I am using my pi as a weather station, so there are frequent database updates, etc., and it has chewed up a few cheap 4gb cards. The system should run forever in a 4gb filesystem, but I have upgraded the SD card to a 32gb class 10 Samsung card. I am leery about expanding the filesystem beyond the 4gb as it will greatly increase the time to clone the card for backup. So my question is, if I leave it as a 4gb filesystem, will the wear leveling built into the card use the whole 32gb capacity of the card - will it level across the whole physical media even as the logical disk remains 4gb?

2 Answers 2


Yes, it will be leveled across the entire card.

Wear leveling obviously depends upon virtual addressing, and this is done by a microcontroller in the card. The operating system sees these addresses as real contiguous physical addresses that it can partition, but the card's MC has no concept of what the data it stores is for or how it is organized; it just runs the card, including the address mappings, and wear leveling juggles these around with use.

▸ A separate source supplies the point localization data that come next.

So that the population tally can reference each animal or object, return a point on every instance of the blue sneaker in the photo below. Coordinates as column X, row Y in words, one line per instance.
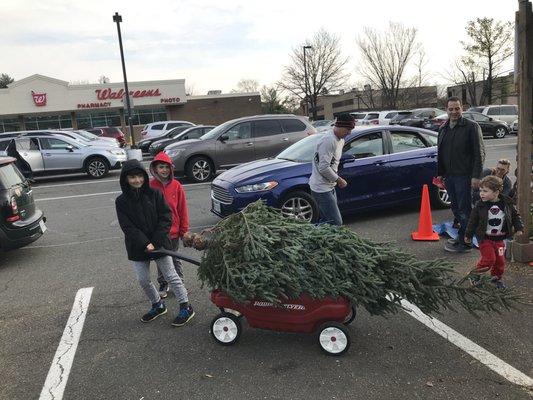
column 156, row 310
column 184, row 316
column 498, row 283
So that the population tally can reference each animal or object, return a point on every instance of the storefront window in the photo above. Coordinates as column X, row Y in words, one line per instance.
column 9, row 125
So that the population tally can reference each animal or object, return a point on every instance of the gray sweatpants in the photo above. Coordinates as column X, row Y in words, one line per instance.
column 165, row 265
column 177, row 264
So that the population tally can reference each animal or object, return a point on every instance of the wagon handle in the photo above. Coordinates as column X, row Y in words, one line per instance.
column 176, row 255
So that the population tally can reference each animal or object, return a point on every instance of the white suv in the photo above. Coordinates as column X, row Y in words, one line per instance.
column 156, row 129
column 505, row 112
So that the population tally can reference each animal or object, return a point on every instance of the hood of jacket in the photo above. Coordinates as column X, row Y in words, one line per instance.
column 162, row 157
column 127, row 167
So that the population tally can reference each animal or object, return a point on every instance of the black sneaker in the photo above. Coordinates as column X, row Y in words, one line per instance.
column 155, row 311
column 457, row 248
column 163, row 290
column 184, row 316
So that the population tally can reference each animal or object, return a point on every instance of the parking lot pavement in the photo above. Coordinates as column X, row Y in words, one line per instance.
column 119, row 357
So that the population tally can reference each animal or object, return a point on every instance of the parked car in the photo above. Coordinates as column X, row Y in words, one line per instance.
column 400, row 116
column 156, row 129
column 384, row 166
column 505, row 112
column 419, row 116
column 194, row 132
column 21, row 222
column 236, row 142
column 145, row 144
column 358, row 116
column 92, row 137
column 110, row 131
column 379, row 117
column 47, row 153
column 489, row 126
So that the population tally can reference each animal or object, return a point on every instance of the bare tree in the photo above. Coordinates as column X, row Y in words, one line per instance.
column 385, row 56
column 246, row 86
column 324, row 67
column 490, row 45
column 5, row 80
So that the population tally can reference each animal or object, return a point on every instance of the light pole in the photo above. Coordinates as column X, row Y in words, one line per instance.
column 118, row 19
column 305, row 78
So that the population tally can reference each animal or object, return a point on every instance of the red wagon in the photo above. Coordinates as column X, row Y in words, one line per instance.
column 304, row 314
column 327, row 317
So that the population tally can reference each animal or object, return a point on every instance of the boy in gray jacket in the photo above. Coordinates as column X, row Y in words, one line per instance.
column 324, row 177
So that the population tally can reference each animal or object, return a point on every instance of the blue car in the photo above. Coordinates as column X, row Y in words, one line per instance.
column 383, row 165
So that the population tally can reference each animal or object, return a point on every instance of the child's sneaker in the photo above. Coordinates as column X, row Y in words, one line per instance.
column 163, row 290
column 156, row 310
column 498, row 283
column 184, row 316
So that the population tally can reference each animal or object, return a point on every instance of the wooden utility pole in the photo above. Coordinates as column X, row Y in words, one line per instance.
column 524, row 32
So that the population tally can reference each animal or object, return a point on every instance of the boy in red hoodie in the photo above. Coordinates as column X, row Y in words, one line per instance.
column 163, row 180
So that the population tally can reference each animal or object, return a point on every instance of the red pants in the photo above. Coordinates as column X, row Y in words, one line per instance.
column 492, row 257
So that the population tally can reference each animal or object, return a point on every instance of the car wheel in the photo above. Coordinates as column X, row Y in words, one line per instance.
column 200, row 169
column 97, row 167
column 299, row 205
column 500, row 132
column 440, row 198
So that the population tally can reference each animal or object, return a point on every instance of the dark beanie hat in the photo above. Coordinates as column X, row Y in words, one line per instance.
column 345, row 121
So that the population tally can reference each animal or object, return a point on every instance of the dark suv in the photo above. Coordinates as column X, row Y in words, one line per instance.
column 110, row 131
column 20, row 222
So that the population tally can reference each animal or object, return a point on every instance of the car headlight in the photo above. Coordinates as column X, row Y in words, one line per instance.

This means that it does not matter what size the partition you create is. There is no good reason to expand the filesystem for the purpose of "maximizing" wear leveling for a longer lifespan. If it is more useful for you to leave it small, then leave it small.


That depends on a lot of different factors. SD cards are not required to have wear leveling at all. Most name brand cards have wear leveling built in, but a lot of the cheaper knockoffs don't.

The OS has some control over how that's done, but not really in the way you're hoping for. If you don't expand the logical disk, the OS won't ever write outside of the area it's defined. That has to be left to the device's firmware for a variety of reasons.

I would recommend expanding the file system, since you don't really lose anything by doing so. The cloned image may take significantly more space on disk, but compressing it with 7z, or something similar will greatly reduce that effect.

Alternatively, you could backup using means other than a full system clone.